The court found that defendant had violated the ACPA. First, the court determined that plaintiff's marks were both distinctive and famous. In reaching this result, the court relied, in part, on the fact that the Electronics Boutique mark was registered with the PTO in 1987, and had been used to generate extensive revenues, and promoted heavily by the plaintiff for over 20 years.

The court also found that defendant, by using urls containing common misspellings of plaintiff's marks, had used marks confusingly similar to those owned by plaintiff.

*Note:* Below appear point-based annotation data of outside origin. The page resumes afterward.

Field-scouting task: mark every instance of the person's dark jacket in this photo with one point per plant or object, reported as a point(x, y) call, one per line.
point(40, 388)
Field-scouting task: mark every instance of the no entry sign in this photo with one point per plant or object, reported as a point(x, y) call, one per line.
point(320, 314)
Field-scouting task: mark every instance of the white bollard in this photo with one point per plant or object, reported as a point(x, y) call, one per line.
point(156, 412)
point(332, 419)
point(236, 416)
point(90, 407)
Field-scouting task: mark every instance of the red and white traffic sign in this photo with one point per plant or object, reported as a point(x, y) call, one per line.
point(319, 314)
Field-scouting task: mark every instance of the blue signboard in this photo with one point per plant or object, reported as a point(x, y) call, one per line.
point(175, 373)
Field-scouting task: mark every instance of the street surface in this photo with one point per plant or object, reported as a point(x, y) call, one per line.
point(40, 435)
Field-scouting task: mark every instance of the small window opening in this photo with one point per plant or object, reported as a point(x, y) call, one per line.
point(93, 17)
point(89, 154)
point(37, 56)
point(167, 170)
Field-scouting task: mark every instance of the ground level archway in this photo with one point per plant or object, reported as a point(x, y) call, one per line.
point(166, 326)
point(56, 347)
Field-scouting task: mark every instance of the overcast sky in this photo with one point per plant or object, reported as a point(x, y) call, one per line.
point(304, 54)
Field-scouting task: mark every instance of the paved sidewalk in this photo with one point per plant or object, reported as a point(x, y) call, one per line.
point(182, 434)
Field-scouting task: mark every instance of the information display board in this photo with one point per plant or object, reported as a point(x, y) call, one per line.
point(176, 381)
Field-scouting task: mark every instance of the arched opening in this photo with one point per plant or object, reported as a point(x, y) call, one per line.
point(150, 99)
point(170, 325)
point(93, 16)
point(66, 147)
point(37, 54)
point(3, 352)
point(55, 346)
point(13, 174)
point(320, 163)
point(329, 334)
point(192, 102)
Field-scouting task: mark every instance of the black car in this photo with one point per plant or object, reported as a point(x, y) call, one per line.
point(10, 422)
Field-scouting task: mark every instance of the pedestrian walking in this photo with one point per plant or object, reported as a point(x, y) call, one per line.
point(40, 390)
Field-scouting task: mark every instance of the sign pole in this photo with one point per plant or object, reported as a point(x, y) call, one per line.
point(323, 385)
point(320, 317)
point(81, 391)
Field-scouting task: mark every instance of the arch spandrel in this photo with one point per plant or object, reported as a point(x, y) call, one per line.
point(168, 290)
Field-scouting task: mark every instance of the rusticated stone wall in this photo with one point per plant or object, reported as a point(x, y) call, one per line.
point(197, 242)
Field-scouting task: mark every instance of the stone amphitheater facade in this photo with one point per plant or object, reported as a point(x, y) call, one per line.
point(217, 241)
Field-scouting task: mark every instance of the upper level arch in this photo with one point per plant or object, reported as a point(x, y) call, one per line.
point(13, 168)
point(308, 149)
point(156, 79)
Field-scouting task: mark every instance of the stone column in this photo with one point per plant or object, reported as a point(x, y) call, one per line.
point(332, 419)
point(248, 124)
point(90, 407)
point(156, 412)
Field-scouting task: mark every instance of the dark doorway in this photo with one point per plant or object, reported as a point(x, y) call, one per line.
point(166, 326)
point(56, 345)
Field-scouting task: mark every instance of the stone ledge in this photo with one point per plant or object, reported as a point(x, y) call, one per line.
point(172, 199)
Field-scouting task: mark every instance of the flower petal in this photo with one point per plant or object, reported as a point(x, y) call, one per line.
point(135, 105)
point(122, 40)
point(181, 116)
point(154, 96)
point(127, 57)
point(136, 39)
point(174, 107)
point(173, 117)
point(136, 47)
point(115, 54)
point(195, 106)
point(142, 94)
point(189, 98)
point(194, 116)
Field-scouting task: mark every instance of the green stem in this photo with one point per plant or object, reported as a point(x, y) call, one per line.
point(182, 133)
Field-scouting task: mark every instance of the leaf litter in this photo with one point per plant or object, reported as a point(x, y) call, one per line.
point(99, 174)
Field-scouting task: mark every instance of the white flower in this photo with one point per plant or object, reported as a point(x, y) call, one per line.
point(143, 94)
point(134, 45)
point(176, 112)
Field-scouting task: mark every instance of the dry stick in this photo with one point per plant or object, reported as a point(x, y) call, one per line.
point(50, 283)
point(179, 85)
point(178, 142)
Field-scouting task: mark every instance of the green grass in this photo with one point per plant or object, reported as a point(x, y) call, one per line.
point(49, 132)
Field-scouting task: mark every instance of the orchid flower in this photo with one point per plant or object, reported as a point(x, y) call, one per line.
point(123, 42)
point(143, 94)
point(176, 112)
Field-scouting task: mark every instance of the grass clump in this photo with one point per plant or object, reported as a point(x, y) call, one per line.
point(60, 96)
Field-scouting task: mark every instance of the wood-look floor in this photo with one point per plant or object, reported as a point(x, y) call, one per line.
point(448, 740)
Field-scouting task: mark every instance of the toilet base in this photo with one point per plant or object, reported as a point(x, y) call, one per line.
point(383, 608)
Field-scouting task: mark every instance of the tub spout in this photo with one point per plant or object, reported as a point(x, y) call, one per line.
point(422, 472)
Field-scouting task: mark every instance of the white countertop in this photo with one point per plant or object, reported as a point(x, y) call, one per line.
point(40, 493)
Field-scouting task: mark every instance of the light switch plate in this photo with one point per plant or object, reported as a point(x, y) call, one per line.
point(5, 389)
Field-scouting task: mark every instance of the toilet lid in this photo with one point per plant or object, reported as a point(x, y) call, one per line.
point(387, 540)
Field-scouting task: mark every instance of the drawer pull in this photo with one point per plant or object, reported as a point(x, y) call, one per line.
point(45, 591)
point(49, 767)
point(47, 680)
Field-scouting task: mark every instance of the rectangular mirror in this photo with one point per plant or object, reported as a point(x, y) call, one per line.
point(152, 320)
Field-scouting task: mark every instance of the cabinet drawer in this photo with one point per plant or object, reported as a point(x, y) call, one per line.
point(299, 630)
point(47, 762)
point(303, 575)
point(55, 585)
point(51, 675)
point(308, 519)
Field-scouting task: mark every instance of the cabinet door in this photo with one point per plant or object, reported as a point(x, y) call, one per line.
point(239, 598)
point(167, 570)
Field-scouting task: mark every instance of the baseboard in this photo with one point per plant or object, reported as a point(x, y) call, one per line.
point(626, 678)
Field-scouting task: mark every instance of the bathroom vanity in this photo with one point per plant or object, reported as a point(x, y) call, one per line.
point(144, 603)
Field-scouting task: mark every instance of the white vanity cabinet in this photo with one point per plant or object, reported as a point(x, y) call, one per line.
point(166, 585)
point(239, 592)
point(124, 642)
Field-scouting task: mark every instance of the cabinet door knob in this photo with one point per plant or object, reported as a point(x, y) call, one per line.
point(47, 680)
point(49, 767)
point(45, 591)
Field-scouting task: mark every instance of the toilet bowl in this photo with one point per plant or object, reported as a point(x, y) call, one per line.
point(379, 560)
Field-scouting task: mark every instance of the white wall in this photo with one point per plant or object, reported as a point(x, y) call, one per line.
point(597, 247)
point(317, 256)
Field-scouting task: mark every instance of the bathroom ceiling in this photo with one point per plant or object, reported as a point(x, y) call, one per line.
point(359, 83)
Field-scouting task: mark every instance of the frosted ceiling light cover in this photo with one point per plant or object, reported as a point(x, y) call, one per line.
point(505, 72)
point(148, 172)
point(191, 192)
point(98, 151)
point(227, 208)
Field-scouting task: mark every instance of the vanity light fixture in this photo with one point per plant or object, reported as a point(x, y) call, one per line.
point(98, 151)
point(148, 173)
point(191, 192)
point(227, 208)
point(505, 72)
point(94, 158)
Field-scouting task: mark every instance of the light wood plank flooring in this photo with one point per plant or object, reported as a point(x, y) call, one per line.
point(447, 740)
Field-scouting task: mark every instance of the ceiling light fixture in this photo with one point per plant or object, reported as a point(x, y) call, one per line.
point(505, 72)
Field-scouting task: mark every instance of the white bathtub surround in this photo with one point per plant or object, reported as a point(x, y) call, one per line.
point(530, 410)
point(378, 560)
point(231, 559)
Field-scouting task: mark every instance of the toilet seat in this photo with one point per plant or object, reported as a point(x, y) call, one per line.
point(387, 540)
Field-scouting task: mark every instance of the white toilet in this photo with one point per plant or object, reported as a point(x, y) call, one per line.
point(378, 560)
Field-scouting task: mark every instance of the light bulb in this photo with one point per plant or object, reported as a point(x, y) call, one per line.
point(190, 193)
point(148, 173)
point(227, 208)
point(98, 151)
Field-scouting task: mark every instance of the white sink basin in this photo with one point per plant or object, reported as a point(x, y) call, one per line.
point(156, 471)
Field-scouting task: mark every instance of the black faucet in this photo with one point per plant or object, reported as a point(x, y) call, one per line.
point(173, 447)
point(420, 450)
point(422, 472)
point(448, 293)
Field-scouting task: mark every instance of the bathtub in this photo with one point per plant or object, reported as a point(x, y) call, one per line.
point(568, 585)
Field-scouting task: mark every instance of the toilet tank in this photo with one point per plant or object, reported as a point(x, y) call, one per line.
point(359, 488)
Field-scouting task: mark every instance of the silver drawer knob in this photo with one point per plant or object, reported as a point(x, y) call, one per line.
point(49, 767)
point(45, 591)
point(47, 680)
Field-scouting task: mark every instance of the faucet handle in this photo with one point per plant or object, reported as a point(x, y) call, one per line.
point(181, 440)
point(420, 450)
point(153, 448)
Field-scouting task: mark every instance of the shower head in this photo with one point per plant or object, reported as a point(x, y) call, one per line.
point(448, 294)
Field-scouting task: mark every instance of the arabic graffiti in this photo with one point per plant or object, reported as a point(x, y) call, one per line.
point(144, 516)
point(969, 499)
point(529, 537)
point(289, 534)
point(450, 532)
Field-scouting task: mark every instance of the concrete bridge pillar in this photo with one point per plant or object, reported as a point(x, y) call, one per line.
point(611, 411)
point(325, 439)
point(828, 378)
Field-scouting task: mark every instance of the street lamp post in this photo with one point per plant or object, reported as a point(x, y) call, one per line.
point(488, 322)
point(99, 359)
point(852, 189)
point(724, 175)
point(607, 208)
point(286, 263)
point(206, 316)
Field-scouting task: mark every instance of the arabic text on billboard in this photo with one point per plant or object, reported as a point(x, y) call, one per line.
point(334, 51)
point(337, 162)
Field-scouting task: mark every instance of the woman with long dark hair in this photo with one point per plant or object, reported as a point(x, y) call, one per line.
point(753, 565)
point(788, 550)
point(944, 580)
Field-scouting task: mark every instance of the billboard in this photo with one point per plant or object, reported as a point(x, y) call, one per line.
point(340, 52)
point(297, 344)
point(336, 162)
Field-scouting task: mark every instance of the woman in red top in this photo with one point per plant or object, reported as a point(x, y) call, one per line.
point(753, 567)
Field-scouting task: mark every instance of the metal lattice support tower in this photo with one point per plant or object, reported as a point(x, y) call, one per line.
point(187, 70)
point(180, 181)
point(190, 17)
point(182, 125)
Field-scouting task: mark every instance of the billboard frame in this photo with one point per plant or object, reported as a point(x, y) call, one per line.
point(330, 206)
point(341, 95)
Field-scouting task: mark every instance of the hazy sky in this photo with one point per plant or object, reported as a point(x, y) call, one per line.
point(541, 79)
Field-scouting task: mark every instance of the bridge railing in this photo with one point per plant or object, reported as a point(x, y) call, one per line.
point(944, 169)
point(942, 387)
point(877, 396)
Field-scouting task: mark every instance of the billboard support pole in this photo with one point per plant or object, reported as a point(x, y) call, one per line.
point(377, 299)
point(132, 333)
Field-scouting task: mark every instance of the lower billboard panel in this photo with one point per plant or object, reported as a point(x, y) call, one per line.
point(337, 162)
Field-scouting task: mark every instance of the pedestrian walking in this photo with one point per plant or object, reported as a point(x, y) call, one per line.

Lastly, the court found that defendant conducted his activities in bad faith with an intent to profit from plaintiff's marks. In reaching this conclusion, the court relied predominantly on testimony defendant gave in another action commenced as a result of his domain use activities. This testimony, the court concluded, established that "Zuccarini registered the domain misspellings in order to generate advertising revenue for himself, despite being aware of the Electronics Boutique stores and website." The evidence showed that defendant had made extensive profits from the advertising that appeared on the various domains he registered, and that he did not offer any goods or services that relate in any way to the domain names in question, i.e. electronic goods.

As a result, the court issued a permanent injunction, enjoining defendant from further use of the domain names at issue.

The court also awarded plaintiff the maximum statutory penalty permitted under the ACPA (15 U.S.C. section 1117(d)), which equated to $100,000 for each domain improperly registered, or a grand total of $500,000. This decision was motivated not only by the defendant's actions in the case at bar, but by the fact (a) that defendant had allegedly done the same thing to a number of others and (b) that defendant registered the domain names and took the other acts described above after the Pennsylvania District Court, in another action, had enjoined defendant from undertaking similar activities with respect to another plaintiff, and had awarded lesser statutory damages ($10,000 per domain name).

In so holding the court stated that "Zuccarini boldly thumbs his nose at the rulings of this Court and the laws of our country. Therefore, I find that justice in this case requires that damages be assessed against Mr. Zuccarini in the amount of $100,000 per infringing domain name, for a total of $500,000."

Lastly, the court awarded plaintiff attorneys' fees and costs in the amount of $30,653.54.